The Enemy Within
- Cover of the 1994 edition
- Author: Robert F. Kennedy
- Language: English
- Genre: Non-fiction
- Published: 1960

= The Enemy Within (Kennedy book) =

1960 book by Robert F. Kennedy

The Enemy Within: The McClellan Committee's Crusade Against Jimmy Hoffa and Corrupt Labor Unions is a book by American politician Robert F. Kennedy (assisted by John Seigenthaler) first published in 1960, and republished in 1994. As Robert Kennedy was intimately involved, the book is somewhat autobiographical. At the urging of Kennedy's father Joe Kennedy Sr., the journalist Arthur Krock agreed to write the introduction. Edwin Guthman, chairman of the Robert F. Kennedy Memorial provided the introduction to the 1994 edition.

==Content==
The work details events and information uncovered between 1956 and 1959 by the United States Senate Select Committee on Improper Activities in Labor and Management in which Kennedy served as chief counsel. The book focuses on corruption, crime and graft within American labor unions, with an emphasis on International Brotherhood of Teamsters, as well as union busting by employers. Kennedy describes the Teamsters as the most powerful institution in the United States aside the United States Government itself (1994, p. 161). According to Robert Kennedy, George Meany, former president of the AFL–CIO, has called Jimmy Hoffa organized labor's No. 1 Enemy (1994, p. 161).

Kennedy considered that organized crime had developed unchecked into a force of extraordinary power, even threatening the authority of the US government itself. He described organized crime as "a menacing enemy within our national economic framework". He singled out the Teamsters in particular, which he labeled the "most powerful institution in this country—aside from the United States Government itself". The book is a call to action against organized crime and suggests that government employ greater resources to fight against it, he concludes "if we do not attack organized criminals with weapons and techniques as effective as their own, they will destroy us".

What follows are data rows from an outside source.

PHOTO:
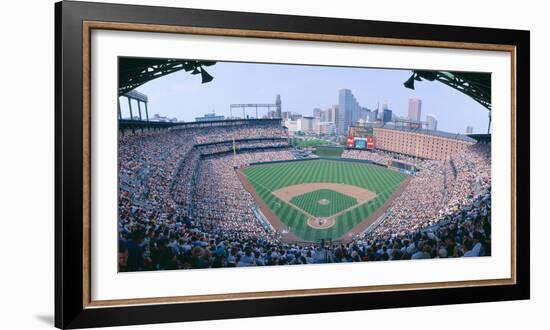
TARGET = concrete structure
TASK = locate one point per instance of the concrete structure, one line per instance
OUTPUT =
(308, 124)
(348, 111)
(139, 98)
(387, 116)
(420, 143)
(415, 109)
(275, 113)
(432, 122)
(317, 113)
(209, 117)
(326, 127)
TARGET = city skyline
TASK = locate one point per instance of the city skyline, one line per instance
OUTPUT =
(304, 88)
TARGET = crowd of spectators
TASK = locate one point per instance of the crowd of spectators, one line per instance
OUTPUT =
(182, 205)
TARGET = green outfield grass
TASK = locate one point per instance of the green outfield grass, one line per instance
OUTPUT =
(267, 178)
(337, 202)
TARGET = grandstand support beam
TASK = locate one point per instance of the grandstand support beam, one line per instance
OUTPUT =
(146, 112)
(118, 108)
(130, 107)
(139, 110)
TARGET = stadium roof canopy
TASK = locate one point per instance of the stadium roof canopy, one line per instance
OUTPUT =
(476, 85)
(134, 72)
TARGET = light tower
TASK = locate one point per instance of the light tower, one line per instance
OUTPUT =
(278, 106)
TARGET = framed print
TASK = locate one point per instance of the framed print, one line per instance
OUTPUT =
(218, 164)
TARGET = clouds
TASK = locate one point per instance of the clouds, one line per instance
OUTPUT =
(303, 88)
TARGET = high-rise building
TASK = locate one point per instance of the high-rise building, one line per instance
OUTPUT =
(317, 112)
(287, 114)
(332, 114)
(415, 109)
(348, 111)
(307, 124)
(387, 115)
(373, 116)
(432, 122)
(278, 104)
(327, 128)
(364, 114)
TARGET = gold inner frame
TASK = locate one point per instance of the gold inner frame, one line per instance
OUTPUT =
(87, 28)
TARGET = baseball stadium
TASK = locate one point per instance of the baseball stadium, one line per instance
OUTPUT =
(236, 192)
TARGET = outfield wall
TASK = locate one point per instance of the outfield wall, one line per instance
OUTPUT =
(350, 160)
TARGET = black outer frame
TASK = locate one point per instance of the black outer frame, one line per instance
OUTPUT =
(69, 308)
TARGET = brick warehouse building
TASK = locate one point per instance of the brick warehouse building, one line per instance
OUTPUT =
(419, 142)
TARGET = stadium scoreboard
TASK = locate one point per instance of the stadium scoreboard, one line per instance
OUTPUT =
(360, 143)
(361, 138)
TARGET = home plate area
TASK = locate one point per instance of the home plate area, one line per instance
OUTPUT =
(322, 202)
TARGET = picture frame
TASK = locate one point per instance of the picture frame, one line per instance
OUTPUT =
(74, 24)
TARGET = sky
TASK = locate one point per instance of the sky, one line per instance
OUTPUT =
(303, 88)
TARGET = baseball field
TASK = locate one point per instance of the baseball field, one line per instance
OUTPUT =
(322, 199)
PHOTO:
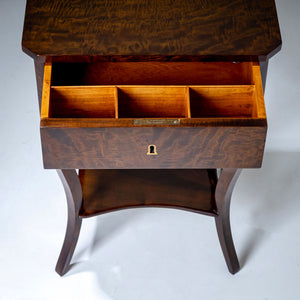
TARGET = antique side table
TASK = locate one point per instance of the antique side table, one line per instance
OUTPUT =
(148, 99)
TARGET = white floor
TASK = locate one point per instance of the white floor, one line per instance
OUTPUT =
(148, 253)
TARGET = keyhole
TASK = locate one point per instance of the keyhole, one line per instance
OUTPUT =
(152, 150)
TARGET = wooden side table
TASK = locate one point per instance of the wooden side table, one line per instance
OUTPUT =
(148, 99)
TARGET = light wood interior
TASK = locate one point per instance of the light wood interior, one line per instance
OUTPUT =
(224, 101)
(152, 102)
(185, 100)
(152, 73)
(83, 102)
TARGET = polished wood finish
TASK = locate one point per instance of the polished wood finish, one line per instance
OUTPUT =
(39, 74)
(131, 27)
(109, 190)
(84, 102)
(73, 192)
(226, 183)
(118, 148)
(152, 73)
(219, 126)
(116, 78)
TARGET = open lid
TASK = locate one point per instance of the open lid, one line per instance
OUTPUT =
(239, 29)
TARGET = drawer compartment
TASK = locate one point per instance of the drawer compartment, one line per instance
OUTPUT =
(197, 115)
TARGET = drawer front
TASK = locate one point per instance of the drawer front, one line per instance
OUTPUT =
(109, 116)
(117, 148)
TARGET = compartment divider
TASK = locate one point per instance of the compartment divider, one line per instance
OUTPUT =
(188, 102)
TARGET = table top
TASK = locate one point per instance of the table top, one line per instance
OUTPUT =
(157, 27)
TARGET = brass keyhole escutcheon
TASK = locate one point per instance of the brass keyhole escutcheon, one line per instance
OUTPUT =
(152, 150)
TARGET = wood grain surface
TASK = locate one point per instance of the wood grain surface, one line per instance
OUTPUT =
(108, 190)
(151, 73)
(158, 27)
(119, 148)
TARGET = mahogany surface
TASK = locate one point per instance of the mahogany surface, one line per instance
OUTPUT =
(226, 183)
(164, 28)
(108, 190)
(73, 192)
(126, 45)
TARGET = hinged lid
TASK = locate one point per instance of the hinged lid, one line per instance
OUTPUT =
(177, 28)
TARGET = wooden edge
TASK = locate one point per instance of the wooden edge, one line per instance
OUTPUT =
(187, 102)
(45, 109)
(129, 122)
(57, 87)
(260, 103)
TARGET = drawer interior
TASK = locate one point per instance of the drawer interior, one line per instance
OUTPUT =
(153, 90)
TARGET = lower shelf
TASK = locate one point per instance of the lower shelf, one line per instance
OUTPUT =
(109, 190)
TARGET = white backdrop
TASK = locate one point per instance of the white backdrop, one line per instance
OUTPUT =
(148, 253)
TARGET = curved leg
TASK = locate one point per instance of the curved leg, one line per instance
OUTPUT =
(73, 192)
(225, 185)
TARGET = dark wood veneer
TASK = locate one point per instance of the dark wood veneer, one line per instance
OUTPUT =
(126, 28)
(116, 78)
(108, 190)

In 1961, Twentieth Century Fox bought the film rights to The Enemy Within. Budd Schulberg wrote a script and Jerry Wald was set to produce, however the film never came to be as the studio was concerned that the Teamsters truck drivers would refuse to transport the film tape to the theaters. Later Columbia Pictures picked up the project but they too backed out after William Bufalino, Hoffa's attorney, wrote a letter to the studio pointing out why Twentieth Century Fox had abandoned the project.